A minha tese é que o capitalismo se mantém exatamente por seduzir milhões a serem voluntariamente controlados por ele. Ou seja, uma servidão inteligente e civilizada, que dispensa os grilhões. O frisson atual pela Barbie usa a estratégia de questionar os valores da Barbie para, ao fim, valorizá-la, torná-la ainda mais rentável, vender ainda mais e, quiçá, até transformá-la em um ícone feminista. É possível até imaginar que a gente veja em um futuro próximo mais garotas ostentando camisetas da “Barbie Empoderada” do que usando as manjadas Madonna e Frida Kahlo.

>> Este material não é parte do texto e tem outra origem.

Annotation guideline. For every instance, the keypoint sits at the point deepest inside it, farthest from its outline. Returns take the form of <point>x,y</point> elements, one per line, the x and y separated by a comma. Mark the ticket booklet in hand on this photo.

E para quem acha que as mulheres sofrem porque estão sempre tentando se adaptar às exigências do patriarcado, pensem na pessoa que elogia Pablo Vittar e assiste o filme da Barbie só para não correr o risco de ser chamado de transfóbico e machista. É duro manter as aparências, viu gente?

Aliás, a sacada mais genial do marketing do filme foi criar o factoide de que “os evangélicos estavam se mobilizando para boicotar o filme”. Ou seja, tentaram transformar o filme sobre uma boneca anatomicamente bizarra em uma arma cultural. Mas sabe o que é pior que o mi-mi-mi de gente chata que não aceita o conteúdo e fica reclamando do filme da Barbie? Resposta: Gente que não suporta que se critique o filme da Barbie e dá xilique público.

“Se não gosta, não veja o filme. Se não suporta a crítica, não leia”. Ou, alternativamente, veja o filme e leia as críticas. Seja… forte.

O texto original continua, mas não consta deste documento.